Nero Wolfe likewise appears to better advantage in the rewrite of “Murder Is No Joke,” and not solely because a younger, demure Flora declines to speculate in jaded tones on his sex life. A vital Flora generates more excitement all around. Archie cares more about the case that evolves out of her visit to the brownstone, and so, inevitably, does Wolfe. Wolfe’s speculations concerning the authenticity of the phone call made to Bianca Voss come forth more promptly and do not seem, as in “Murder Is No Joke,” arrived at through the instigation of Inspector Cramer. The lively exchange of comments between Wolfe and Archie when Bianca’s visit ends is also one of the high moments of the rewrite since it has no counterpart in “Murder Is No Joke.” One detects, too, that, once drawn into the case, Wolfe becomes, on learning of Alec Gallant’s resistance activities in World War II, allied to him in sympathies. Certainly Rex’s own commitments in the war years assured both his allegiance to Gallant’s principles and his tacit approval of Gallant’s initiative taken when the niceties of the law raised the possibility that heinous crimes against humanity would go unpunished.
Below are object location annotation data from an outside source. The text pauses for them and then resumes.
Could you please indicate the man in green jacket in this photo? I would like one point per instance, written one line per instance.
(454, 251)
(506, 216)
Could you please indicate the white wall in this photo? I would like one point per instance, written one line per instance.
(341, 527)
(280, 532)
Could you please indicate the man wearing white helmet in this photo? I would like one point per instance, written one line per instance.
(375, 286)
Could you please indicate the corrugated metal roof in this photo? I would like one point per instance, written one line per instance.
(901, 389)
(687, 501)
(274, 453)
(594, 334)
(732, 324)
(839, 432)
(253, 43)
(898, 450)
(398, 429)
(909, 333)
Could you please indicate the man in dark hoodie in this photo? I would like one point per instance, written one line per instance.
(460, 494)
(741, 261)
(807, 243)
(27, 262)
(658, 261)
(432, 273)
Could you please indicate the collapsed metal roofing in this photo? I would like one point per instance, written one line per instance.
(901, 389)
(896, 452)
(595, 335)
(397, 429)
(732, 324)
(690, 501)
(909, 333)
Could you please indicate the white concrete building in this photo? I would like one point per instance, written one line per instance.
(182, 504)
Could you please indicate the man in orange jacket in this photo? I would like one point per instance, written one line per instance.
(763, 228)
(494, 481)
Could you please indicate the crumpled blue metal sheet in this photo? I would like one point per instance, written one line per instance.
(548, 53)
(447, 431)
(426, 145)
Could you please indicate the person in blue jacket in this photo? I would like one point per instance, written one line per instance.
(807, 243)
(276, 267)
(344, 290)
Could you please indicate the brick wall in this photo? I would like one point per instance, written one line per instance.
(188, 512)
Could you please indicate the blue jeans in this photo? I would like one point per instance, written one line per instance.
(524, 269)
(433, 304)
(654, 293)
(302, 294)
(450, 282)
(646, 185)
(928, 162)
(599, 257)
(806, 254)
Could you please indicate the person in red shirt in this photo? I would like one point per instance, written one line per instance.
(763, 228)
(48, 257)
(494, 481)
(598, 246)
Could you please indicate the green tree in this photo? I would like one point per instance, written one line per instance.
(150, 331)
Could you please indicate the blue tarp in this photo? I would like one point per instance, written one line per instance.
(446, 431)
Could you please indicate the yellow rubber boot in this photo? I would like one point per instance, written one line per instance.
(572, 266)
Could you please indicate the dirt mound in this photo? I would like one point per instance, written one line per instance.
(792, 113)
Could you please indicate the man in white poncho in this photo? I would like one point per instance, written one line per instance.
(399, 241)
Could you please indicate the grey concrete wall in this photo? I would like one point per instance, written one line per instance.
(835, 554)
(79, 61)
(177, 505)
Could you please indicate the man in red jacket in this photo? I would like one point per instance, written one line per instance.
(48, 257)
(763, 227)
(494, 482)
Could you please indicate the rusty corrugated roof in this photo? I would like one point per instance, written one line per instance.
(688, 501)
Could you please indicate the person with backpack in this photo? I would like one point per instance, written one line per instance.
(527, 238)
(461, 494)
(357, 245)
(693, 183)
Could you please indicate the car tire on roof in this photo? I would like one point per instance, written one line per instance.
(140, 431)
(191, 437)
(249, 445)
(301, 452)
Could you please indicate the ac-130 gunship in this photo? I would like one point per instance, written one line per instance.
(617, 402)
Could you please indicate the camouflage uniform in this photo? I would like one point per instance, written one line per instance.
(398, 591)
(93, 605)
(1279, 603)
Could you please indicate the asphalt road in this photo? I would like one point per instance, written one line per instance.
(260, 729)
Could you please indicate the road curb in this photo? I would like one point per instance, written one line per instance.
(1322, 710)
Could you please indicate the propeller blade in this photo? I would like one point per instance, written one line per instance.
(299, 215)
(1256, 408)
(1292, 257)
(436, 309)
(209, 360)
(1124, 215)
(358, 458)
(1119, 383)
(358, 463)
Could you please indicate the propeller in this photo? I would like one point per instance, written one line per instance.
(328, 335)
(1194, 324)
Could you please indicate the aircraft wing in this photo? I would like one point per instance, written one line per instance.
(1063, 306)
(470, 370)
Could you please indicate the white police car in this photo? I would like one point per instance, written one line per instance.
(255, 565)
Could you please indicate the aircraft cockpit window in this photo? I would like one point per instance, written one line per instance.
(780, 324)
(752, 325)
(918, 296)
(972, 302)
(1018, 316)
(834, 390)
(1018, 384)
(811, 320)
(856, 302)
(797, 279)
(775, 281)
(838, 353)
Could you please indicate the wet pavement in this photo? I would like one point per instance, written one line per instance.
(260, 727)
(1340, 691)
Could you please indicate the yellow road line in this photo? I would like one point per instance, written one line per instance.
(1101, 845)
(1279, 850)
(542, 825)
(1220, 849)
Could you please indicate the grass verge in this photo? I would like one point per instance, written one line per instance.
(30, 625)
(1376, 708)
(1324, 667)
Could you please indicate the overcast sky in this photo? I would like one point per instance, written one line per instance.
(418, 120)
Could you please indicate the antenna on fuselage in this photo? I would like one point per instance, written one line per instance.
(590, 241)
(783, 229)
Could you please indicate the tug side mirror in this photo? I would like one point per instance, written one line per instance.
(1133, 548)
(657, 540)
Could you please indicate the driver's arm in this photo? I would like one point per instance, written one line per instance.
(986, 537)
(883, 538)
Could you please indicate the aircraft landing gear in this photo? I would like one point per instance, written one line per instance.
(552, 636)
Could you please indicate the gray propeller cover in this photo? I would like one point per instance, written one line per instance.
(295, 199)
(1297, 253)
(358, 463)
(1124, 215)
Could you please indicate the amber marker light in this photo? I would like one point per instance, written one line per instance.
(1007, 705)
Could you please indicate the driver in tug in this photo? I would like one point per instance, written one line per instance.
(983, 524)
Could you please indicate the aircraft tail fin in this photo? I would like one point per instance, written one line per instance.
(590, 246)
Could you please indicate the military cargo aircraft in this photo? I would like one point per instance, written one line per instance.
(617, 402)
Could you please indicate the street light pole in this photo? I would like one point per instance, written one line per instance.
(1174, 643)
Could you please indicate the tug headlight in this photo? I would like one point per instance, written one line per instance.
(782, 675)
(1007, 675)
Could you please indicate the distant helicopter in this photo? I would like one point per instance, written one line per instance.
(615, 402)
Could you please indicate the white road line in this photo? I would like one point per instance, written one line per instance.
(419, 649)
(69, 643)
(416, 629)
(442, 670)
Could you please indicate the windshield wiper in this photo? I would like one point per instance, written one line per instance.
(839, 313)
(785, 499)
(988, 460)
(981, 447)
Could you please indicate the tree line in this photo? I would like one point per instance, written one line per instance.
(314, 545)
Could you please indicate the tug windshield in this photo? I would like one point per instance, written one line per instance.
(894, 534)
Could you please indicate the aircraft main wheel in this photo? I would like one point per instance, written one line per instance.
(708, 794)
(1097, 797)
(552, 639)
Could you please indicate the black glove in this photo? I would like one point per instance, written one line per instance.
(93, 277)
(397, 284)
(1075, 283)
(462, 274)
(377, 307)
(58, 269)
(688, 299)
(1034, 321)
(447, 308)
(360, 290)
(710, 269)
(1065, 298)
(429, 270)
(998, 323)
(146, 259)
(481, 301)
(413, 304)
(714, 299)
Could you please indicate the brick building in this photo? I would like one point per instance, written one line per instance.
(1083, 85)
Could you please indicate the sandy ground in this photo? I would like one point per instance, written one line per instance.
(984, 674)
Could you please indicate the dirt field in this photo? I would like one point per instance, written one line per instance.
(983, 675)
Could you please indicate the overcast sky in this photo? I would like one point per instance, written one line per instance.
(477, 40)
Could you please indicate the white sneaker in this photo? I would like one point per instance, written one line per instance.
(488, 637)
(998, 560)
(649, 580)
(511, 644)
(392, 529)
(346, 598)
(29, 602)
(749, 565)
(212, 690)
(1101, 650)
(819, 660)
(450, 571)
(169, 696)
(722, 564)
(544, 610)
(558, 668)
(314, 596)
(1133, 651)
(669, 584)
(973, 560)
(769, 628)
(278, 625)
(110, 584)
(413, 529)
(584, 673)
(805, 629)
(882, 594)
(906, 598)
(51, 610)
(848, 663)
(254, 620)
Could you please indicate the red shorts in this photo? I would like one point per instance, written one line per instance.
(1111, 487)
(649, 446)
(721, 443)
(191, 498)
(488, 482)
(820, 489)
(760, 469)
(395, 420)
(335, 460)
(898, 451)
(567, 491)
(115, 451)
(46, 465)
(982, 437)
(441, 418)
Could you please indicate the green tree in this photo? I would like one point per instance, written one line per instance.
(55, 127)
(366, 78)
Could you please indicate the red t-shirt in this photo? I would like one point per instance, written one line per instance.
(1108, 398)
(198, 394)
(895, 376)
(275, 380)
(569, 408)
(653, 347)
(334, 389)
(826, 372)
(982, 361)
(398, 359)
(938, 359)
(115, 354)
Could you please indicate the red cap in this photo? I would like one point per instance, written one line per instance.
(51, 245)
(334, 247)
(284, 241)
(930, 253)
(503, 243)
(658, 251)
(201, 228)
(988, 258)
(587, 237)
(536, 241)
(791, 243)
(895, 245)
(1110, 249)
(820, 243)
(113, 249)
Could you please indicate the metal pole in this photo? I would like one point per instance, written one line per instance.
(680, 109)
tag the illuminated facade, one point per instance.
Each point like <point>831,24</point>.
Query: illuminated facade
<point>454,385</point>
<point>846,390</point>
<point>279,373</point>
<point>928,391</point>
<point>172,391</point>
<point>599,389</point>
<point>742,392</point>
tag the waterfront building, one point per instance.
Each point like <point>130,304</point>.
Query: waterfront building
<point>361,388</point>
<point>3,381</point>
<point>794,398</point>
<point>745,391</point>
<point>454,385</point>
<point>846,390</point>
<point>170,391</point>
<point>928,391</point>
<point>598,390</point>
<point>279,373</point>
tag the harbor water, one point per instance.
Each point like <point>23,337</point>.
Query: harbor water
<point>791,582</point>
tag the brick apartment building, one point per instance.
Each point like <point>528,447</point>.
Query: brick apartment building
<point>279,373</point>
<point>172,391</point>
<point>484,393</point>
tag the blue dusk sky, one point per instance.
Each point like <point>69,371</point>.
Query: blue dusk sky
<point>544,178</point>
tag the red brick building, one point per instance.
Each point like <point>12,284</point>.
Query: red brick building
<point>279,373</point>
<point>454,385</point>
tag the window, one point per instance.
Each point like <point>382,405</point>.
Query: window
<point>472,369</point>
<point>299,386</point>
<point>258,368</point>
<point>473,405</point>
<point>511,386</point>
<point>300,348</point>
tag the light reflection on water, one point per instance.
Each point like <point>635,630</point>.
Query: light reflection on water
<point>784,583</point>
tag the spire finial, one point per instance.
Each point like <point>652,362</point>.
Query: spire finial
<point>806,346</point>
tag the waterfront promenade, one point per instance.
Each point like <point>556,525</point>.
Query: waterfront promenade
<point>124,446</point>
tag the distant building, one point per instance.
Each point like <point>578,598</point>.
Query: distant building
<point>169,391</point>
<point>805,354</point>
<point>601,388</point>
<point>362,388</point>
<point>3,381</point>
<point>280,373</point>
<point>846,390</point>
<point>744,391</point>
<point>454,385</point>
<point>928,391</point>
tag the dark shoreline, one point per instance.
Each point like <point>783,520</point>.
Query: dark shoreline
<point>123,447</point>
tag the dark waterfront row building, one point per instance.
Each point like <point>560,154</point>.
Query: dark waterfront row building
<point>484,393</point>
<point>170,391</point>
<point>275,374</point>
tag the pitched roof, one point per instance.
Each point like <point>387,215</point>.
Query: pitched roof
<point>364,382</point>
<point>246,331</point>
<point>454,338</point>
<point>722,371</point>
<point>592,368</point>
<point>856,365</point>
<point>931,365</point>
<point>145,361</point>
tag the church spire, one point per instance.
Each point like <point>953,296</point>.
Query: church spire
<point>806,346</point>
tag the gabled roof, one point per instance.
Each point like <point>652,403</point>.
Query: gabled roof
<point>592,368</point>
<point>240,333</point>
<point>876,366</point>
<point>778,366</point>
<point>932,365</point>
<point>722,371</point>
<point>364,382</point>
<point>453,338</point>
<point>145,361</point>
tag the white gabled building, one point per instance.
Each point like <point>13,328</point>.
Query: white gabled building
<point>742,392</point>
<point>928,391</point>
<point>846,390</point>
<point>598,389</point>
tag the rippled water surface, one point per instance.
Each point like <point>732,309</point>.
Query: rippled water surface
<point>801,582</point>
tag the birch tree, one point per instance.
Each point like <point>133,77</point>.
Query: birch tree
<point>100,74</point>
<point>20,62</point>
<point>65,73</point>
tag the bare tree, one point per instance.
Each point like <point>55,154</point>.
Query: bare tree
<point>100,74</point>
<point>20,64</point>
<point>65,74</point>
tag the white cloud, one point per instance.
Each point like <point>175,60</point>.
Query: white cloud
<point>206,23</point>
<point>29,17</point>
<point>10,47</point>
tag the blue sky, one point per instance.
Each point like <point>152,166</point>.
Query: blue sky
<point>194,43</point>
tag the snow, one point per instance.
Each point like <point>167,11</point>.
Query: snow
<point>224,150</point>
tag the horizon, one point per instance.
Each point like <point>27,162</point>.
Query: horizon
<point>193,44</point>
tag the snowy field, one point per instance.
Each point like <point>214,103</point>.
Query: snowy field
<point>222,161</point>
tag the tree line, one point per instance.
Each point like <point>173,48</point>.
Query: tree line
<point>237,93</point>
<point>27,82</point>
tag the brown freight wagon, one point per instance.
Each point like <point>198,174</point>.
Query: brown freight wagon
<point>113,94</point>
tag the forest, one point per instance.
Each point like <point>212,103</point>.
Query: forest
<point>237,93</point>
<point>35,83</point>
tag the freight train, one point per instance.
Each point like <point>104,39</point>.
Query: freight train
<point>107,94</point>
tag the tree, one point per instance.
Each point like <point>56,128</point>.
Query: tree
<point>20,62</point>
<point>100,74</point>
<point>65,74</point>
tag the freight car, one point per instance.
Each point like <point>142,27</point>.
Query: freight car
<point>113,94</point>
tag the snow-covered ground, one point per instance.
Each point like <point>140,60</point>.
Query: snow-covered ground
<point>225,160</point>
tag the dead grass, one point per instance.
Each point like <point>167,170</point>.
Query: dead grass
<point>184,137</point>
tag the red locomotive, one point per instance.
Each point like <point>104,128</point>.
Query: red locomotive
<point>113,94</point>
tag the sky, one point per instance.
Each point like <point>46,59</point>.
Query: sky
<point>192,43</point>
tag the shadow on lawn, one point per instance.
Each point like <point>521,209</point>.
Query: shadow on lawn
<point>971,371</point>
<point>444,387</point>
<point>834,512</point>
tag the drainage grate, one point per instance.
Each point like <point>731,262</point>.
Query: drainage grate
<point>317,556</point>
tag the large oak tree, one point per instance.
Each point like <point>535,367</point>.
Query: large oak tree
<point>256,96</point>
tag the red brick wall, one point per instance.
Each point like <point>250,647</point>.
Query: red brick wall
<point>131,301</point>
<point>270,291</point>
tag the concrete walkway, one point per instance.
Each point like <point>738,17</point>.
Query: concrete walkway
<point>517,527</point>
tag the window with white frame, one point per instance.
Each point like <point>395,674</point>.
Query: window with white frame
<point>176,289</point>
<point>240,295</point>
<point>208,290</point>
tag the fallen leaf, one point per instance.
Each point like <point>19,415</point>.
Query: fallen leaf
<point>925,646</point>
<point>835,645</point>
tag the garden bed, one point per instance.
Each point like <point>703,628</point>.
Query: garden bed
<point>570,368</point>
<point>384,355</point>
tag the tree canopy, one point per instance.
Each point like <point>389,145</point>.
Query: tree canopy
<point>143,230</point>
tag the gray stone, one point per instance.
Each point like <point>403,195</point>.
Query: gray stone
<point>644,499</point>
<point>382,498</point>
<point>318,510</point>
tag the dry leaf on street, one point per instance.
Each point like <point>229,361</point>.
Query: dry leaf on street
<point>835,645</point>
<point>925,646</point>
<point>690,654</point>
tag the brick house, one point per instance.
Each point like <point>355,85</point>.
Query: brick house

At one point in “Murder Is No Joke,” Nero Wolfe is grossly insulted. He is told, “ ‘You are scum, I know, in your stinking sewer! Your slimy little ego in your big gob of fat!’ ” Even Cramer is nonplussed when these phrases are repeated to him. It is easier to believe that the drab and hostile Flora scripted these lines in “Murder Is No Joke” than to attribute them to the vivacious Flora of “Frame-Up for Murder.” But happily they survived the rewrite, and that kept in the marvelous scene in which Wolfe shows how the word “gob” made him aware that “the extraordinary billingsgate... spat at me” was a prepared text. To know the words were spoken only for calculated effect makes everyone feel better — Wolfe as well as the reader. And, really, we could not spare that moment when, after Wolfe’s explanation is forthcoming and he gestures at the conclusion, Archie complacently observes, “He waved ‘gob’ away.”